Sherlock no reaccionaba, sus ojos se habían cristalizado, intentaba ubicar algún dato dentro de sus numerosos registros mentales, pero por primera vez en la vida su cerebro no arrojaba ninguna solución, parecía estar en blanco mientras los valiosos segundos se esfumaban.
-no John, no lo sé…lo siento pero no sé cómo, te he fallado yo…no debí traerte conmigo hasta aquí- confesó arrepentido mientras una lágrima caía por su mejilla - dios…tienes que irte, quizás aun puedes escapar de esto.
-ya no hay tiempo suficiente para alejarse Sherlock, y no te dejaré…jamás te dejaría solo…pero si no la desactivas mucha gente morirá
Sherlock arrodillado en el piso palpaba desesperado la inmensa bomba que tenía frente a él con la esperanza de encontrar algún dispositivo que le permitiera detenerla.

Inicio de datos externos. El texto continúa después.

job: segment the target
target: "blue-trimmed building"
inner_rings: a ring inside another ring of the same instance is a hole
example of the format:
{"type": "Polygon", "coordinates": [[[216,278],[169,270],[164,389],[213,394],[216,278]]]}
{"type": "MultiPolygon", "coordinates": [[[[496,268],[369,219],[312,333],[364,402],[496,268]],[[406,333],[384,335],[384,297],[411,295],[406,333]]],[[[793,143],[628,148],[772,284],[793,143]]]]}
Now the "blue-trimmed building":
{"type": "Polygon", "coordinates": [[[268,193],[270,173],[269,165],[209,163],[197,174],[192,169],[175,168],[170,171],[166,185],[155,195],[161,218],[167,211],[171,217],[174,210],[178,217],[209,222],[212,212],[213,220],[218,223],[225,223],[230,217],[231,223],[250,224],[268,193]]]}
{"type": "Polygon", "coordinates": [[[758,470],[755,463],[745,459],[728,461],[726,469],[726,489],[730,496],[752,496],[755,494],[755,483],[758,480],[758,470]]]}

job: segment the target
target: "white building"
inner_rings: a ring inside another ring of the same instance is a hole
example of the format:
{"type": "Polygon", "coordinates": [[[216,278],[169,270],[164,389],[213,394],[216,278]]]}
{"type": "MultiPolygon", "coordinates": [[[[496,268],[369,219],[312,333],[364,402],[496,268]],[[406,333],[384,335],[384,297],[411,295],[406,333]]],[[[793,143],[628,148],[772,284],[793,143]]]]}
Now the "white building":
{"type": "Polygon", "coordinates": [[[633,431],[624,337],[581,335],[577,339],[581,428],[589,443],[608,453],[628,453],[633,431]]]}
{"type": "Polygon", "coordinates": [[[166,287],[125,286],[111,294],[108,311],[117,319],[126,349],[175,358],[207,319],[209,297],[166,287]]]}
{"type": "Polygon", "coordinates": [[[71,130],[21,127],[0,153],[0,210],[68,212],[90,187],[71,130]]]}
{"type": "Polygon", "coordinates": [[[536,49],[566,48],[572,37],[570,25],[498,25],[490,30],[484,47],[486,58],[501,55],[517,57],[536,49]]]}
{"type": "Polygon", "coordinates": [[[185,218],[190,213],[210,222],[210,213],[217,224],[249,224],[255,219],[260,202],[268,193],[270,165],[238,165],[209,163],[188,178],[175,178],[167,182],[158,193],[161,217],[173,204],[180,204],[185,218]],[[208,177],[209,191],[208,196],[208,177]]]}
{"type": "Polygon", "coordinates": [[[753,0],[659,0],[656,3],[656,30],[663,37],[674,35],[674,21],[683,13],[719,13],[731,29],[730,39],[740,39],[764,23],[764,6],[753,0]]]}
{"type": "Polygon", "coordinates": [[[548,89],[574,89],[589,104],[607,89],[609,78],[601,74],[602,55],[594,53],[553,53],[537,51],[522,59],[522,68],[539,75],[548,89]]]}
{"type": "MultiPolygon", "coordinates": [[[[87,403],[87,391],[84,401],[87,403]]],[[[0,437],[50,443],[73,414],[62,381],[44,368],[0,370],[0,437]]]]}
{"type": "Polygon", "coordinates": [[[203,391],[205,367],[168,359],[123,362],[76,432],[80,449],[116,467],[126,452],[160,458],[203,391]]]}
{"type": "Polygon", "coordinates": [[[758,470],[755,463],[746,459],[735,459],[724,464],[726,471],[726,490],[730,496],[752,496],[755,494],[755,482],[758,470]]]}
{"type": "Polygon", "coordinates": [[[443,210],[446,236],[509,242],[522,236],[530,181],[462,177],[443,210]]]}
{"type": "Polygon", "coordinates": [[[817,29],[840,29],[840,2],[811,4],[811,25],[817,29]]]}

-No puede ser…es el fin- dijo John cerrando los ojos, estos eran sus últimos instantes de vida…al lado de la persona que más le importaba en el mundo. -Sherlock- dijo arrodillándose frente a él, intentó buscar su mirada pero Holmes mantenía los ojos fijos en la bomba con actitud perpleja -Sherlock ya no tiene caso- dijo tocando sutilmente el hombro del detective.
-John por favor perdóname por todo el dolor que te causé…
- …yo deseaba con tanto que no hubieras muerto…
-pues…piensa bien lo que deseas John- dijo el detective en un susurro con los ojos cerrados, tomando una actitud resignada
-te perdono Sherlock Holmes…eres el hombre más sabio y el mejor que he conocido-
Sherlock sonrió disimuladamente, era todo lo que necesitaba escuchar, Ya no había resentimiento en John…había logrado que el doctor se sincerara, estaba por abrir la boca para decirle que todo había sido una broma pero sintió repentinamente los tibios labios del doctor rozando los suyos en un último arrebato desesperado, a modo de despedida. Sherlock abrió los ojos de golpe, Watson había tomado fuertemente el cuello de su abrigo para que no se pudiera apartar, Sherlock sabía que debía terminar cuanto antes con ese inapropiado contacto, pero los labios de John comenzaban a moverse lentamente contra los suyos, entrecerró los ojos y no pudo evitar mover imperceptiblemente los labios contra los de su compañero...devolviéndole el beso. Aquel delicioso roce se sentía encantadoramente bien, si alguien hubiese estado ahí no habría visto más que un tímido contacto insignificantemente breve, pero no había nadie cerca para interrumpirlos.
Sherlock finalmente separó a John con delicadeza. El doctor aún mantenía los ojos cerrados esperando su fin. Pero en cambio se sintieron voces provenientes del exterior, se atrevió a alzar la vista…era el escuadrón antibombas, miró a Sherlock sin entender absolutamente nada, luego vio el reloj del detonador, se había detenido…todo había sido otro más de los malditos trucos de Sherlock, para quedar bien…para que John le dijera algo agradable y finalmente todo volviera a ser como antes entre ellos, pero las cosas se habían salido de control, el detective no había previsto ese inesperado impulso por parte de Watson.
-así que…si llamaste a la policía-el detective no se atrevió a hablar, estaba levemente sonrojado con la mirada totalmente perdida, se llevó una de las manos a los labios, daba la impresión de estar analizando cuidadosamente cada sensación.
De pronto entró Lestrade con todo un operativo dispuestos a desactivar la bomba, John se separó de golpe, retomando una distancia razonable con el detective
-ah…detuviste el contador, bien hecho Sherlock…fue astuto- dijo Lestrade satisfecho.
-debo irme- fue todo lo que pudo decir el detective, intentando escapar de la presencia de todos esos ojos mirándolo con extrañeza, como si supieran lo que acababa de suceder, "necesito pensar" dijo para sí, caminando velozmente hacia la salida de la estación aún con el sabor de John en sus labios.